Yes. Jonathan's prose clarity is an issue and his business would benefit from hiring a writer to go over it and interview him on parts they didn't understand and rewrite it for clarity. But the moly-fusion product I've had from him did what he said it would, and even though I haven't tried the phosphating materials yet, I did use the water displacing rinse he sells after using some older Brownells Parkerizing, and it worked fine.
Bill and Dixie are correct that the coloring agents (actually, growing selenium, nickel and copper microcrystaline needles that tend to trap light; it's like an electroless version of blue selenium or black nickel, copper, chromium, or platinum electroplating). However, I'll disagree that the solutions are overall the same in that the different surface activating acids used behave differently. Particular, the phosphoric acid types, Van's and Oxpho-blue, create thin phosphate conversion coating layers that are more corrosion resistant than the others, but which lack deep color (they are more charcoal gray to my eye).

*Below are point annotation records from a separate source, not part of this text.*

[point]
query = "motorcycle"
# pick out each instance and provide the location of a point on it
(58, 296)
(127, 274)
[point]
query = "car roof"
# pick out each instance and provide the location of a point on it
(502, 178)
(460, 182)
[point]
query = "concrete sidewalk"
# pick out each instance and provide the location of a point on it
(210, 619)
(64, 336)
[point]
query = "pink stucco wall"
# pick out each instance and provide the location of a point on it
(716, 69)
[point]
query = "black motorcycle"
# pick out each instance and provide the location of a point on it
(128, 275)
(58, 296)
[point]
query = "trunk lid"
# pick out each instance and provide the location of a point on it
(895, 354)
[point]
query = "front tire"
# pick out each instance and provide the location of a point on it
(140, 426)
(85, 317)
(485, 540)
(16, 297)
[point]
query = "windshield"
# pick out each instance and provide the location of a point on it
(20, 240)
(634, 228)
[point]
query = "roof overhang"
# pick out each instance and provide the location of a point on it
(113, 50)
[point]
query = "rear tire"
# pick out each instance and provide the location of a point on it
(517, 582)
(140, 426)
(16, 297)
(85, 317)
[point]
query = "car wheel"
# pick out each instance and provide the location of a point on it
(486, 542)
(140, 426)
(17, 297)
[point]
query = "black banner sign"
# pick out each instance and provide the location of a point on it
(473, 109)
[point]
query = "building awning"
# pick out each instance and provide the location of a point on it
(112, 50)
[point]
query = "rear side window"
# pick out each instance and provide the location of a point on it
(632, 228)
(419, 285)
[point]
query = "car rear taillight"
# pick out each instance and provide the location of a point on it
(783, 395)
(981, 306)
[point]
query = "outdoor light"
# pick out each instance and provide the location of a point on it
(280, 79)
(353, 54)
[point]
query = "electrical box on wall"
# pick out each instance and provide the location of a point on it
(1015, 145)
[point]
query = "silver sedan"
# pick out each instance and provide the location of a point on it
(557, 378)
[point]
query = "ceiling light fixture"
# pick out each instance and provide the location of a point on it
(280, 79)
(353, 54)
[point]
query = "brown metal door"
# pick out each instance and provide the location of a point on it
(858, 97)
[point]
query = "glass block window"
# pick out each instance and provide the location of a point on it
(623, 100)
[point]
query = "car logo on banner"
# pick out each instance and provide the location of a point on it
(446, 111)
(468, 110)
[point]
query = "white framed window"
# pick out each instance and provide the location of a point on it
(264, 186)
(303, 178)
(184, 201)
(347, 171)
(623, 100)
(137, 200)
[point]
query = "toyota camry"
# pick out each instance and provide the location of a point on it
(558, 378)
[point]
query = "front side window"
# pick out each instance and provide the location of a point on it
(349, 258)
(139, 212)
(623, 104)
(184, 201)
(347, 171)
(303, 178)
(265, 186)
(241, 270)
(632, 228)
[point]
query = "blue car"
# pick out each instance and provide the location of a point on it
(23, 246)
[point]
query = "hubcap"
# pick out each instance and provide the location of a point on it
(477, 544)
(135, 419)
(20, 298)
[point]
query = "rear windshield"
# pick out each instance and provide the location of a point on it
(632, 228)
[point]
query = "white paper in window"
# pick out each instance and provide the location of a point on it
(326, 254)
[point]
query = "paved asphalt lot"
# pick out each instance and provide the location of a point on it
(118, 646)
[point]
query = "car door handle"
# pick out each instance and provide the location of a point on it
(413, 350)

The nitric acid based ones (e.g., 44/40) color deepest, and the hydrochloric acid-based one Outers had years ago (maybe they still do; I haven't looked) was most prone to after-rust. The latter two types etch the substrate to nucleate growth of the crystalline needles, but don't add the phosphate conversion that ties up free iron better to help prevent after-rust. Unfortunately, the phosphate also appears to lighten the color. Ferric chloride resulting from hydrochloric acid reacting with iron in steel promotes corrosion and deep rust knots that leave severe pits if you fail to get every trace of it out, so I can't recommend it. I always neutralize all cold blue work with an alkaline cleaner like Formula 409 afterward, then rinse and boil in distilled water to get that out, then soak it in water displacing oil. The only exception is cold blacking for aluminum, as the 409 will etch aluminum. Dishwashing liquid in water is what I use for that.

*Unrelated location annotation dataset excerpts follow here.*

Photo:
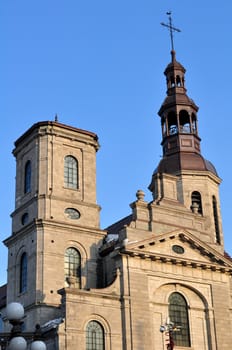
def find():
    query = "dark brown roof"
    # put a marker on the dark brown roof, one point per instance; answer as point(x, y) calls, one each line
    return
point(117, 226)
point(176, 162)
point(3, 290)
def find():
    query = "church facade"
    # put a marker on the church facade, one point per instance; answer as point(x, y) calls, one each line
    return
point(157, 279)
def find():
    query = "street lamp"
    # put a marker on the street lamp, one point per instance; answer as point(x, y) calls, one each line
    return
point(168, 328)
point(16, 338)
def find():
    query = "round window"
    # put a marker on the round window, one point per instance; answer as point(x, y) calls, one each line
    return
point(72, 213)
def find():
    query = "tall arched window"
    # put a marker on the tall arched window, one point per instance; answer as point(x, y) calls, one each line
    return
point(23, 273)
point(216, 222)
point(95, 336)
point(70, 172)
point(27, 177)
point(72, 266)
point(196, 201)
point(178, 314)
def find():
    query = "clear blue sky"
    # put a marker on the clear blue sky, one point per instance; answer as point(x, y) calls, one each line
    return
point(99, 65)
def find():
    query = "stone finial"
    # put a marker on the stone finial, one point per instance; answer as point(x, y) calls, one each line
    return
point(140, 195)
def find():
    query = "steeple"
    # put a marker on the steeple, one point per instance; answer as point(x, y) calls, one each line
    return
point(178, 113)
point(184, 183)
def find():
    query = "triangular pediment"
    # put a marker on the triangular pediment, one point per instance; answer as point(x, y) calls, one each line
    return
point(179, 247)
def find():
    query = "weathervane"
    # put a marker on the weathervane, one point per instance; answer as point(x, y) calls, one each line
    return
point(171, 28)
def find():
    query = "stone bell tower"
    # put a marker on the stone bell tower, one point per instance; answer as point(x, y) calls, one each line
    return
point(184, 179)
point(55, 209)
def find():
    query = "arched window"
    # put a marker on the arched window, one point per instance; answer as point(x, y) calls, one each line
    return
point(72, 266)
point(184, 122)
point(95, 336)
point(70, 172)
point(23, 273)
point(178, 314)
point(216, 222)
point(27, 177)
point(196, 202)
point(172, 123)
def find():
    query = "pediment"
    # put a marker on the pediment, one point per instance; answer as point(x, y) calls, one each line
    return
point(179, 247)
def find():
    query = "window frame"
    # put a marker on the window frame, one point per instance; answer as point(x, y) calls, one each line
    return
point(178, 314)
point(72, 265)
point(23, 273)
point(27, 177)
point(95, 336)
point(71, 172)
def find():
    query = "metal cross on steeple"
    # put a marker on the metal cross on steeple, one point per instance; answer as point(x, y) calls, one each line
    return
point(171, 28)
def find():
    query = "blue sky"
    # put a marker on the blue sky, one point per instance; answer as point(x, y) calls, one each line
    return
point(99, 66)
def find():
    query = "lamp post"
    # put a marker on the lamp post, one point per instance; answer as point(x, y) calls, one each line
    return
point(168, 328)
point(16, 339)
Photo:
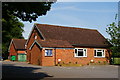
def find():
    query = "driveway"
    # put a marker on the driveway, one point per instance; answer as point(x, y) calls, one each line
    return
point(34, 72)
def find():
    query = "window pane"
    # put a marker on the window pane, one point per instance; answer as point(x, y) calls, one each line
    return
point(99, 53)
point(99, 50)
point(80, 53)
point(48, 52)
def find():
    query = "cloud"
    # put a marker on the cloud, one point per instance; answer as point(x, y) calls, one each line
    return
point(74, 8)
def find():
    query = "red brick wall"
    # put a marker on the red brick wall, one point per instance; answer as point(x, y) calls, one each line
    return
point(67, 55)
point(12, 50)
point(30, 42)
point(35, 55)
point(48, 60)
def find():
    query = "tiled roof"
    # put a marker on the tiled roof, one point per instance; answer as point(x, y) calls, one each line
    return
point(72, 35)
point(19, 43)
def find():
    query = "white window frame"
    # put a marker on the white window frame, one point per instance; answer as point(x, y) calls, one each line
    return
point(48, 55)
point(102, 50)
point(84, 52)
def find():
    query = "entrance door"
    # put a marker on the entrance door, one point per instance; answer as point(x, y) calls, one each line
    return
point(22, 57)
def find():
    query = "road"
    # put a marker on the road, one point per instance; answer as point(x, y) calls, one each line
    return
point(22, 70)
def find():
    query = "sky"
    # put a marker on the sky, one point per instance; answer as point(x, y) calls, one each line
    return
point(91, 15)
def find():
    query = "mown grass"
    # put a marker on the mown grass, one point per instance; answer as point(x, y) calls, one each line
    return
point(68, 65)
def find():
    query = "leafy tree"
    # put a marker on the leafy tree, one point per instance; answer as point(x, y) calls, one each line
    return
point(12, 12)
point(114, 31)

There are also mixed acid base versions. There was both nitric and phosphoric acid in one that used to be made in Canada twenty-five years ago. It was the best one I found for blackening sights. Very black (probably high nickel) and it boasted that it hardened over time, which it seemed to. It was much more difficult to rub off after sitting about 24 hours. Too bad it's no longer made.

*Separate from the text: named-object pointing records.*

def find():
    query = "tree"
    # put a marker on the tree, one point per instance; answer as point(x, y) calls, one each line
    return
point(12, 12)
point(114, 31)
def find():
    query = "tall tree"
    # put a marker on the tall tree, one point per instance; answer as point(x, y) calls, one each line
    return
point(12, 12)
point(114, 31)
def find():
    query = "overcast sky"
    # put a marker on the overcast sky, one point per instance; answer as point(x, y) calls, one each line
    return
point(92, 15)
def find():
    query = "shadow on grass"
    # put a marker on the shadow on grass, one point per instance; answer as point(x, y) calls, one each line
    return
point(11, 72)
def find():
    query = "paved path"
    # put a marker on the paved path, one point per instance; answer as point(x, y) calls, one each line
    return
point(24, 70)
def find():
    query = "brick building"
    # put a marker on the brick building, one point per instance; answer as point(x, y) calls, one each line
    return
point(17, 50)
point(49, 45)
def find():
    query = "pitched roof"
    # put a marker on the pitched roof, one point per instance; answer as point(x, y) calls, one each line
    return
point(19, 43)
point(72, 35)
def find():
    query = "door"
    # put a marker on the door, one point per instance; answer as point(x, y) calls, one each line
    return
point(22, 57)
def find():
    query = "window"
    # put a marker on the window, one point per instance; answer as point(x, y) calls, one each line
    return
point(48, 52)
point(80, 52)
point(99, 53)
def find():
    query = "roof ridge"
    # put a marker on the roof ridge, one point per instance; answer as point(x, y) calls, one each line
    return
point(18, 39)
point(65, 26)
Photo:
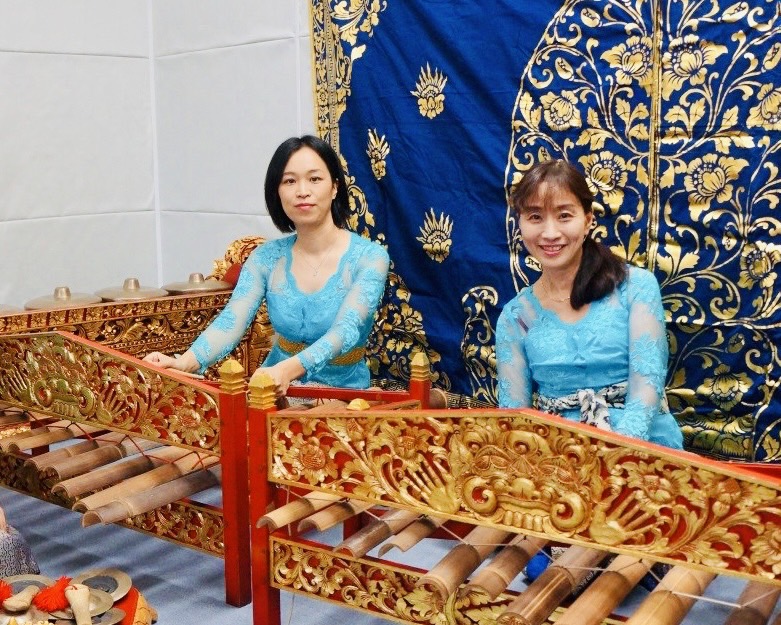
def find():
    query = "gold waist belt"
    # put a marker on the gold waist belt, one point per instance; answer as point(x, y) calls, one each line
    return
point(355, 355)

I've used the nitric acid products on brass and copper before, but found the acid too aggressive and I got black flakes coming off the surface. So I've always assumed the solutions labeled for these metals had a higher pH to mitigate the aggressiveness. But I admit I've never measured their pH to confirm that guess.
Application tips:
Fine abrasive blasting as surface prep helps darken color and improve adhesion, too, but on steel it gives you a matte finish, so you can't use it where a smooth or polished finish is desired. I blast with 240 grit aluminum oxide from a Badger air eraser to prep iron sites for cold coloring because I want a really flat black there.
I've also had that problem with splotchy surfaces when using an aluminum blacking solution. I found that if I diluted it with 3 parts water, submerged the part (small heat sinks, in my case) and scrubbed the surface constantly with an old toothbrush during coloring, that got me 100% even coverage. I never tried it with steel blue on brass and copper to cure that flaking problem, but the combination of dilution and keeping any loose black carded (what the brush does) may fix that, too.